La logique modulaire demeure elle aussi. Ce que la plateforme VH a institué — variantes de carrosserie, positionnements affinés sans repartir d’une page blanche — se retrouve dans l’approche de la génération suivante. Les ingénieurs ont conservé l’idée d’un squelette évolutif, capable d’accueillir plusieurs moteurs, transmissions et niveaux d’équipement, pour que la lignée reste cohérente de la GT paisible au coupé d’attaque.

Enfin, l’empreinte industrielle est réelle : le site de Gaydon, qui a vu naître la DB9, continue d’incarner ce rapport entre artisanat soigné et procédés modernes. Dans la continuité, les équipes perpétuent une culture de mise au point qui fait primer l’agrément sur la fiche technique pure, une philosophie déjà rendue possible par la plateforme VH.

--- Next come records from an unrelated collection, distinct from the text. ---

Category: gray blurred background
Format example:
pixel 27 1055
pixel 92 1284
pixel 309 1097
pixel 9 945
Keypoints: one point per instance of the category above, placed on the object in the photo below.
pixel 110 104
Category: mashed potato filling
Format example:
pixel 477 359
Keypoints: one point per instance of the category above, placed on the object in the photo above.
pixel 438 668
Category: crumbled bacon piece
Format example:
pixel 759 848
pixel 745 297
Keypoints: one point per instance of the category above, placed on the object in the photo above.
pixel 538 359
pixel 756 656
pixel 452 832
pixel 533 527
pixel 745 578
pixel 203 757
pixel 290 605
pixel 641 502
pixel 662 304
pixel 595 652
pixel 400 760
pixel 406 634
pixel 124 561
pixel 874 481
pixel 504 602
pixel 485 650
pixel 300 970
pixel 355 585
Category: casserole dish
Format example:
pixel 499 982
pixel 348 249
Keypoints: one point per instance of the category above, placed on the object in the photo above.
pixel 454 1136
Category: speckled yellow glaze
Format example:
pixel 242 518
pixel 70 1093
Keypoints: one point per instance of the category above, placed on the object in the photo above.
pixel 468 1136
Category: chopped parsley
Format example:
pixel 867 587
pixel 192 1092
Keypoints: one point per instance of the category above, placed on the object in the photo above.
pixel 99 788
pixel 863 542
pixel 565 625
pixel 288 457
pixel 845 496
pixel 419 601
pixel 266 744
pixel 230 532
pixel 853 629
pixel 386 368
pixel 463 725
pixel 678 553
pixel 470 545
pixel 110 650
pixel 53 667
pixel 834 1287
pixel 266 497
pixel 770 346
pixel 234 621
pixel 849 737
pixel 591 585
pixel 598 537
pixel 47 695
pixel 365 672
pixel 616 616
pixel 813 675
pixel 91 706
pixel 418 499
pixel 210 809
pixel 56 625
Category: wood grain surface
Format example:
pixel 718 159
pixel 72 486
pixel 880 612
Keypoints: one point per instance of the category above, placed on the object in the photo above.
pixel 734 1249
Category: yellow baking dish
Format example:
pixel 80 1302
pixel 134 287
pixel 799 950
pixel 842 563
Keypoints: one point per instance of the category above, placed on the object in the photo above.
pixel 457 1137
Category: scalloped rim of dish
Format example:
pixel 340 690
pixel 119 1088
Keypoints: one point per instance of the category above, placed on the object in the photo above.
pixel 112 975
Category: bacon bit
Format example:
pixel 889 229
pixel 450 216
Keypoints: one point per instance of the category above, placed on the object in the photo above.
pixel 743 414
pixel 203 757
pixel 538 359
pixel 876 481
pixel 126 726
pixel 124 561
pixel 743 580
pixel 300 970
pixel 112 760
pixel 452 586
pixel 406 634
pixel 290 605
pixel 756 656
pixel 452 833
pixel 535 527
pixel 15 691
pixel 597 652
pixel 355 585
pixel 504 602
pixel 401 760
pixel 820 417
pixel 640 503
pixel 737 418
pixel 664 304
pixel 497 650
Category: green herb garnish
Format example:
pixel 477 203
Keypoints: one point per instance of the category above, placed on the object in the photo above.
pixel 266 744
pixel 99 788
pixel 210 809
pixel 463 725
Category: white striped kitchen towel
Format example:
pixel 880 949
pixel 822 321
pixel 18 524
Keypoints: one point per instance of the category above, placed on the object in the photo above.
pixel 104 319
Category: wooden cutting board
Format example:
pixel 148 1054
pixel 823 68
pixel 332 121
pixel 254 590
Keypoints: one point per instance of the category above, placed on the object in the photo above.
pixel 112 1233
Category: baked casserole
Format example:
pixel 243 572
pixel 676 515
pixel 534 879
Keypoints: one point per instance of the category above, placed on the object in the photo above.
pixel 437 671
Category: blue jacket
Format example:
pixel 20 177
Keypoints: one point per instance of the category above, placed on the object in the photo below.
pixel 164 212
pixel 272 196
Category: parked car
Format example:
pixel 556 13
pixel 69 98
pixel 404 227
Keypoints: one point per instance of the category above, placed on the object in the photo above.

Cotes actuelles des modèles VH : que valent-ils aujourd’hui ?

Vingt ans après la DB9, l’« effet VH » se lit aussi sur le marché. Les modèles issus de cette base partagée proposent un rapport style/prestations souvent attractif. Les amateurs de la première heure le savent : la V8 Vantage et la DB9, piliers de la plateforme VH, concentrent l’ADN GT dans des enveloppes encore accessibles relativement au neuf, avec une homogénéité signée Gaydon.

Côté raretés, la One‑77 reste hors catégorie par son tirage et sa technique. Ses 77 exemplaires et son statut de manifeste en font un objet de collection à part, dont la valeur épouse son exclusivité. À l’autre extrémité, la Rapide et la Virage s’adressent à des connaisseurs en quête de configurations moins courantes, profitant de la même assise technique que leurs sœurs.

Avant d’acheter, un rappel utile : bien entretenir la structure et les trains roulants conçus autour de la plateforme VH est essentiel pour préserver l’équilibre d’origine. À ce titre, nos pages modèles agrègent l’essentiel pour situer une auto. La fiche DB9 éclaire la première application de série, quand la section dédiée à la genèse de la plateforme aluminium collé détaille le contexte de lancement.

Conclusion – pourquoi la plateforme VH a façonné deux décennies d’Aston Martin

En rendant l’aluminium collé modulable, la plateforme VH a permis à Aston Martin de multiplier les modèles sans diluer sa personnalité. De la DB9 fondatrice à la DBS 2007 et à la V8 Vantage, jusqu’à l’exception One‑77, elle a instauré une cohérence technique et stylistique qui a tenu la maison pendant près de vingt ans. L’ère AMG, inaugurée à Genève en 2016, en a repris l’esprit d’ingénierie rationnelle en y ajoutant moteurs suralimentés et électronique moderne.

Pour mesurer ce legs, on peut remonter aux origines et suivre le fil des modèles emblématiques. Les pages Wikipedia consacrées à la DB9 de l’ère Gaydon, à la DBS 2007 et à la One‑77 offrent un panorama utile des jalons. Mais c’est au volant que la plateforme VH raconte le mieux son histoire : une base commune, des nuances de caractère, et cette retenue britannique qui ne force jamais le trait.